新作映画「ルシッドドリーム」

2017年03月09日

犯人も、手がかりも、すべては夢の中にある!

 

LucidDream 「ルシッドドリーム(Lucid Dream)」という言葉を聞いたことがあるだろうか。日本語では「明晰夢」、韓国語では「自覚夢」といい、夢の中でそれが夢と気づき、夢を意図的にコントロールできるようになる夢のことだ。夢の中だから、現実の世界ではできないこと、たとえば空を飛んだり、空想上のキャラクターに会ったりすることも可能だ。「そんなことができるんだったらやってみたい!」という人も多いだろう。実は誰でもできるものといわれており、明晰夢に関する科学的な研究も進められているという。
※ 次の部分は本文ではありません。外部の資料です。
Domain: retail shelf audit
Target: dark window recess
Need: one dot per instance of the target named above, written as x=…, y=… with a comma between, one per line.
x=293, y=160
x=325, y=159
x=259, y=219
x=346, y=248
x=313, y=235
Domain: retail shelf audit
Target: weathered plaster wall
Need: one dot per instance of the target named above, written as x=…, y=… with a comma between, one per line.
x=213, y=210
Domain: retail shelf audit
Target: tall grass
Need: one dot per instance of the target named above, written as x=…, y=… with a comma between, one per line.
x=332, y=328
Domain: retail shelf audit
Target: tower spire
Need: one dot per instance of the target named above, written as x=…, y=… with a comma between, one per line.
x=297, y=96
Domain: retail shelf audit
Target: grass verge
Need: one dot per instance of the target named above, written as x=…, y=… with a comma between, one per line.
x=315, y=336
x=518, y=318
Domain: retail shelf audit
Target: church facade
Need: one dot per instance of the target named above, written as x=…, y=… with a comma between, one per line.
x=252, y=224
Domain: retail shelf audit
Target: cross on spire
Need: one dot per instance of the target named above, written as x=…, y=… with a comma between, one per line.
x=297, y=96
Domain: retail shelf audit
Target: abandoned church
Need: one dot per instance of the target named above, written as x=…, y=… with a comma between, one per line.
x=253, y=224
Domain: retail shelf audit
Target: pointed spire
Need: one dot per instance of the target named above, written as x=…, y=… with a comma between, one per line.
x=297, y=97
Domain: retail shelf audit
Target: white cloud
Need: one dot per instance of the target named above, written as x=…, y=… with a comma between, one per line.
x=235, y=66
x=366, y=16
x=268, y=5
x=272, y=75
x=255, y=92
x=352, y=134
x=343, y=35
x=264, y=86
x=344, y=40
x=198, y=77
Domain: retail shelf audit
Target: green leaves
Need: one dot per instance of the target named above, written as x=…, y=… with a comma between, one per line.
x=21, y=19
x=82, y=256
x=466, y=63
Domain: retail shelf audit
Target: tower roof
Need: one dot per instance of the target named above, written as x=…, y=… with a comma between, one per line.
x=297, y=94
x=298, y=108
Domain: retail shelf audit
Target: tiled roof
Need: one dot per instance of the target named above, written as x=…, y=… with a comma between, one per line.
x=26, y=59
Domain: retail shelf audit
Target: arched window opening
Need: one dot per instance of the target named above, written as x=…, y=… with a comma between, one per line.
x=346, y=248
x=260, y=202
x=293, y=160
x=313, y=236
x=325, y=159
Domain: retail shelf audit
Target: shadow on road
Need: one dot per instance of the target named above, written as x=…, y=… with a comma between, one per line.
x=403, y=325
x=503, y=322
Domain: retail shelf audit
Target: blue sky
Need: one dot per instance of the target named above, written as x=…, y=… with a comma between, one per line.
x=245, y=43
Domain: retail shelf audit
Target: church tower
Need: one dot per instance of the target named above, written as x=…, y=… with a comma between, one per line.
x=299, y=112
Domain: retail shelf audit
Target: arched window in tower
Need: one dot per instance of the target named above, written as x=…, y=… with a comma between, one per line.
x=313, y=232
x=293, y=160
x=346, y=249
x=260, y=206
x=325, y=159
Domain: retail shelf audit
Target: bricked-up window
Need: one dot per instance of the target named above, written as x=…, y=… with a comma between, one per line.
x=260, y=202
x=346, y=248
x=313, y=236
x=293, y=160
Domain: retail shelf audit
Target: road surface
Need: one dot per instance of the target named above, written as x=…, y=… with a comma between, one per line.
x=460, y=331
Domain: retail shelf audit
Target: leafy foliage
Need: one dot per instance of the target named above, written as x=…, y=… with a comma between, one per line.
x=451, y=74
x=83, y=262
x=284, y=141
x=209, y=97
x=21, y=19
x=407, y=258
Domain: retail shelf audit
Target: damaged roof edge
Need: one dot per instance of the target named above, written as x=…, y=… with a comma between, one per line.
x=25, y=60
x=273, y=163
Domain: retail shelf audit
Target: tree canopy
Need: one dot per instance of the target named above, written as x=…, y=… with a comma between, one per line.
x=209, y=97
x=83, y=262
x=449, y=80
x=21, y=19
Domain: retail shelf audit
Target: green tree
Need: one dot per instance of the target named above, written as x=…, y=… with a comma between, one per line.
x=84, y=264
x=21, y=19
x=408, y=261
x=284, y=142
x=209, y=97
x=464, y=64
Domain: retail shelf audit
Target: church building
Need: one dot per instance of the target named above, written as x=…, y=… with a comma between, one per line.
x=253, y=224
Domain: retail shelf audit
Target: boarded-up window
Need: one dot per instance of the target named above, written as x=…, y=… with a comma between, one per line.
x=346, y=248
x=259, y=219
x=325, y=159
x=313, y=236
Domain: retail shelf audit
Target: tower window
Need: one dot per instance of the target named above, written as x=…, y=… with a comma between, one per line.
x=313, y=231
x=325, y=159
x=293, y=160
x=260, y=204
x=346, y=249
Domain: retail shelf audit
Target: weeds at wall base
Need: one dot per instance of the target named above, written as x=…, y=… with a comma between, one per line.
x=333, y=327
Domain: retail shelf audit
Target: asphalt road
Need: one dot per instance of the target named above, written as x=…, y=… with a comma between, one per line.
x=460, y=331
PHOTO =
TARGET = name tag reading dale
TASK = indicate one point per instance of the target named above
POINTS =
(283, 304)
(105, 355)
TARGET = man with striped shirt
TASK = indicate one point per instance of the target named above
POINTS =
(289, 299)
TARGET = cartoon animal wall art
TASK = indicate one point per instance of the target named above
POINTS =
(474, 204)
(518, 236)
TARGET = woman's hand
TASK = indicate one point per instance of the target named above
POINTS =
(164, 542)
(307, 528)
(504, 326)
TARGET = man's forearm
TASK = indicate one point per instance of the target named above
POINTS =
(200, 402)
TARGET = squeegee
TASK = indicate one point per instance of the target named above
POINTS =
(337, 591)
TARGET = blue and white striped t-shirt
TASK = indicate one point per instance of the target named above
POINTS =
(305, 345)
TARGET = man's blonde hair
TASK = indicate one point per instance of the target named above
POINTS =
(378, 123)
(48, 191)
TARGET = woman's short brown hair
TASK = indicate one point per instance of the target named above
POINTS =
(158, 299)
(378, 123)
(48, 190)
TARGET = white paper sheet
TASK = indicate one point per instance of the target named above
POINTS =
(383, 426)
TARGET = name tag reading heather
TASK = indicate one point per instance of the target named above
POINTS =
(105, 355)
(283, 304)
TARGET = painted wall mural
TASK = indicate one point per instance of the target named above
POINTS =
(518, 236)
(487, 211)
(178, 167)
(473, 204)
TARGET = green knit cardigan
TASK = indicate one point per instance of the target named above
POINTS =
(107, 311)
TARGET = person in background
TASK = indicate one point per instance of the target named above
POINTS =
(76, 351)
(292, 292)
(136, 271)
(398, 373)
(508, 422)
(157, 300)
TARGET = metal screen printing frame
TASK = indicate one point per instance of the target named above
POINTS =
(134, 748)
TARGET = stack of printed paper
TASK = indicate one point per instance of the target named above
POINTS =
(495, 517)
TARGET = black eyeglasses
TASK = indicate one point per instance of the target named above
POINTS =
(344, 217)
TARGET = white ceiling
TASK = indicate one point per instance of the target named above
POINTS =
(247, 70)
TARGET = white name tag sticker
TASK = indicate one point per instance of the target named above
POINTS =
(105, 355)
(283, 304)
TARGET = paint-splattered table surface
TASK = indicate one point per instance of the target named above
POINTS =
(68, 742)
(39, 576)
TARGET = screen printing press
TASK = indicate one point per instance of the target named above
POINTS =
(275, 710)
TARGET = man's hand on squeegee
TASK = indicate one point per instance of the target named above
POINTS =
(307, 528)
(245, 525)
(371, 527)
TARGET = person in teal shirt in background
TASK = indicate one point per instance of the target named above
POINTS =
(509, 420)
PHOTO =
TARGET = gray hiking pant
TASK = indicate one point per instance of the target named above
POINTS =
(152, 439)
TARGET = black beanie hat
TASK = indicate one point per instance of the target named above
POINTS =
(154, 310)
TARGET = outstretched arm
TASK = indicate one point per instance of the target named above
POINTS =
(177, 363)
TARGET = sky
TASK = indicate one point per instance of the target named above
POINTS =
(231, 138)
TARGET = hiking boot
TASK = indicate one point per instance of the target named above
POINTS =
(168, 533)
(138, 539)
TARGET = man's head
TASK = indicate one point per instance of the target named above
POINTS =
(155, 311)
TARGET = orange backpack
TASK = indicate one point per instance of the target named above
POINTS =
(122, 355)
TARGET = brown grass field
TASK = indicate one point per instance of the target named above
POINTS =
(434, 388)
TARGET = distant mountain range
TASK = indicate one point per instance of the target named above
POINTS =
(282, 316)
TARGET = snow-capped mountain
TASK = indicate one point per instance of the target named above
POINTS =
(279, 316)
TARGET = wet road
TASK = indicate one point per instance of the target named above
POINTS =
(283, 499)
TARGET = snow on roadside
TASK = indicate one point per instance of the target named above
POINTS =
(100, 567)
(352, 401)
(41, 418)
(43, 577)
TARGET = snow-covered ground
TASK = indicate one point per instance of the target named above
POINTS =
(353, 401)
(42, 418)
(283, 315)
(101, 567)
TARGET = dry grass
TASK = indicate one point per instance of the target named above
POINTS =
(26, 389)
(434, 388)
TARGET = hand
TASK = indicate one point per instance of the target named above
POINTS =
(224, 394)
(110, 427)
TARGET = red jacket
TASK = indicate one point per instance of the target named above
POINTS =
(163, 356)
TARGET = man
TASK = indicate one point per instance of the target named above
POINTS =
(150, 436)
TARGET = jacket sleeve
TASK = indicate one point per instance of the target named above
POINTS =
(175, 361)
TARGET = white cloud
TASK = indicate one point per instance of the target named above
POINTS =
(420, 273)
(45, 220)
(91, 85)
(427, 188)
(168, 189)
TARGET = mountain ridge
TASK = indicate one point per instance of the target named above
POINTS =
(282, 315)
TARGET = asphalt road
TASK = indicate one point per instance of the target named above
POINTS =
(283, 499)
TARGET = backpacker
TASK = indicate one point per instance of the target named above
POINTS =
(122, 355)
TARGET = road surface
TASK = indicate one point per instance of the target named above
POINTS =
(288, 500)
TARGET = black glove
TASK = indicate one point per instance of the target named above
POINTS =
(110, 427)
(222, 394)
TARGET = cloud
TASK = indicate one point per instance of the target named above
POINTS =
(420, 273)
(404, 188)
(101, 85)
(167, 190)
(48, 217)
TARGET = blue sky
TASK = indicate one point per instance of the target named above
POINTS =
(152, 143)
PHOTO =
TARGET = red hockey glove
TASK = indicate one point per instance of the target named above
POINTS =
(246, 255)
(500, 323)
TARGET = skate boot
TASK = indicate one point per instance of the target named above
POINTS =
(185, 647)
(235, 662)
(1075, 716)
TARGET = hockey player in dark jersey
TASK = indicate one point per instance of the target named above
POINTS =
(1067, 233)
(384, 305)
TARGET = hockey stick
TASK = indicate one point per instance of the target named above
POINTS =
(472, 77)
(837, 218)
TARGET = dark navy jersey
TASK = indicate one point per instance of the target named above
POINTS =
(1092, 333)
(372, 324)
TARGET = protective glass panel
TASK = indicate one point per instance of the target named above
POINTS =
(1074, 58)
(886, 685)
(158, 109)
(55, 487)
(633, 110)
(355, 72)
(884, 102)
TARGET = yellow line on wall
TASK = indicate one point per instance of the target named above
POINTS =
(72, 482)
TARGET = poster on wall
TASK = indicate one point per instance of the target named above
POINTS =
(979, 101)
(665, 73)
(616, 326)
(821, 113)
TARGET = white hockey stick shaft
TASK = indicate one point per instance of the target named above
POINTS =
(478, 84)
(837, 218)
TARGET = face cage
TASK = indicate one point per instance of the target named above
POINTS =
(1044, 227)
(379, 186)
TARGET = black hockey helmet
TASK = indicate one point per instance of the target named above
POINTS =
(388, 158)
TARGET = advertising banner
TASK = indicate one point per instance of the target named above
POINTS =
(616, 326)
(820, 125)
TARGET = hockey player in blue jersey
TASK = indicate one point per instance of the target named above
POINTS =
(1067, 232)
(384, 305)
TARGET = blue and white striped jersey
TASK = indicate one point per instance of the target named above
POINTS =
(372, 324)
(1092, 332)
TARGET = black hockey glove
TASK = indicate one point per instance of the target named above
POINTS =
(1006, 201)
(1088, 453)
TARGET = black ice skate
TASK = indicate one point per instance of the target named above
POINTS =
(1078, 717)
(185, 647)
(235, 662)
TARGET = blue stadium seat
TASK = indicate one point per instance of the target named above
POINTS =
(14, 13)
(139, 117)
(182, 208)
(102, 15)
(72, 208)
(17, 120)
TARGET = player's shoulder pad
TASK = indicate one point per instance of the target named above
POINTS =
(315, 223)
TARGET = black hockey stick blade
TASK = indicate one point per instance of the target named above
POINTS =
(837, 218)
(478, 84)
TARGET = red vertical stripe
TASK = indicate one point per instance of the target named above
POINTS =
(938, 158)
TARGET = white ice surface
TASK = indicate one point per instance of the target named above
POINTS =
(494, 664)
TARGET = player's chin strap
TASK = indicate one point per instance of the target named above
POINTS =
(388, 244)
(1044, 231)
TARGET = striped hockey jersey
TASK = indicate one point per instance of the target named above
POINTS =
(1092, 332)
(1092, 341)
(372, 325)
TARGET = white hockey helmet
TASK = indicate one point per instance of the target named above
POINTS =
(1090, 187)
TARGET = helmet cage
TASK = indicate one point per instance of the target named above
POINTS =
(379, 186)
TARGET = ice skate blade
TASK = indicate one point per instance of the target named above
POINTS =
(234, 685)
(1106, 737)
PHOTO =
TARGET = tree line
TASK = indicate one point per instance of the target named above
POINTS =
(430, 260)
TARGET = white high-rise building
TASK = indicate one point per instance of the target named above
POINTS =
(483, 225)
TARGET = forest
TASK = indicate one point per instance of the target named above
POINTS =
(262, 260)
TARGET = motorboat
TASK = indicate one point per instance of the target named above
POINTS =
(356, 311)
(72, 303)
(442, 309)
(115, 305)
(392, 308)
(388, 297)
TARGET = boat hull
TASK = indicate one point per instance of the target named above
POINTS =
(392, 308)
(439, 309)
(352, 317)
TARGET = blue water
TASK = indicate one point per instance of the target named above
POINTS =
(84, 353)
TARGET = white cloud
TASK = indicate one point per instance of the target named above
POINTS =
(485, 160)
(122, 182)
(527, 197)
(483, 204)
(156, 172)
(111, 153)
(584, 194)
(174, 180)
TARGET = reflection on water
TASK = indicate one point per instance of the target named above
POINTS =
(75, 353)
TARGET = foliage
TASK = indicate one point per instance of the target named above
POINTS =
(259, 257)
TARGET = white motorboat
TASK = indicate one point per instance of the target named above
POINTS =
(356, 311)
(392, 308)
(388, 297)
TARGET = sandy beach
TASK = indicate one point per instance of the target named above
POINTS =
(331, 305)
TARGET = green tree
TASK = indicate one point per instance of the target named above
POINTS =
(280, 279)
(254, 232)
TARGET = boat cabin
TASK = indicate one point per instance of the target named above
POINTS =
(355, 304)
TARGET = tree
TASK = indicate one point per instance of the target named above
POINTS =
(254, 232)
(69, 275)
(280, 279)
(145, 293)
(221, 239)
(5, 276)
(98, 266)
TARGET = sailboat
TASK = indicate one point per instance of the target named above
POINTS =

そんな明晰夢をモチーフにした映画「ルシッドドリーム」が公開された。「夢を自由にコントロールできる」という夢のような現象を、この映画では犯罪捜査のために利用する。夢の中で犯人の姿を追うのだ。

コ・ス演じるデホは、大企業の不正の告発を専門とする熱血記者だが、何者かによって計画的に息子を拉致されてしまう。3年間、誘拐された息子を探すために死力を尽くしたデホが最後にたどり着いた方法は、「ルシッドドリーム」。自分の夢の中に入って犯人の手がかりを追う方法だった。デホは人為的にルシッドドリームを見る研究を行っている精神科医のソヒョン(カン・ヘジョン扮)の助けを借りて、自分の夢の中に入っていく。息子が拉致された遊園地で、犯人に関する手がかりを見つけ、その手がかりを頼りに現実の世界で捜査を進めていく。右腕に刺青をした男、写真を撮っていた怪しい男、夢を見るたびに出てくる「ディスマン(全世界の人の夢に現れる謎の男)」…。ベテラン刑事のパンソプ(ソル・ギョング扮)に助けられながら、ついにすべての手がかりが示す一人の男を突き止める…。

 

luciddream01

 

何といっても、イケメン俳優の活躍に注目が集まる。主人公のデホを演じたコ・スは、平凡な父親の姿を演じるため、10キロ増量した。これまで「モムチャン(韓国の俗語で鍛えられた体のこと)」俳優として知られた彼が下腹部が太った姿でスクリーンに登場して減滅した女性たちもいたようだが、いなくなった息子を探す父親の悲壮な姿を演じるために、今度は18キロ減量して登場する。メディア試写会で、コ・スは映画を見ながら号泣したという。それだけ自分の演じた父親の姿に感情移入していたためだろうか。実際に二児の父であり、それが演技に深みを加えたのはいうまでもない。

 

luciddream02

 

主演俳優の父親としての演技に重点が置かれるように、この映画のポイントは父性だ。明晰夢は、映画「インセプション」ですでに扱われており、二番煎じだという指摘もあるが、「明晰夢」というモチーフに「父性」という韓国ならではのテーマを組み込んだところに大きな意味を持つといっていいだろう。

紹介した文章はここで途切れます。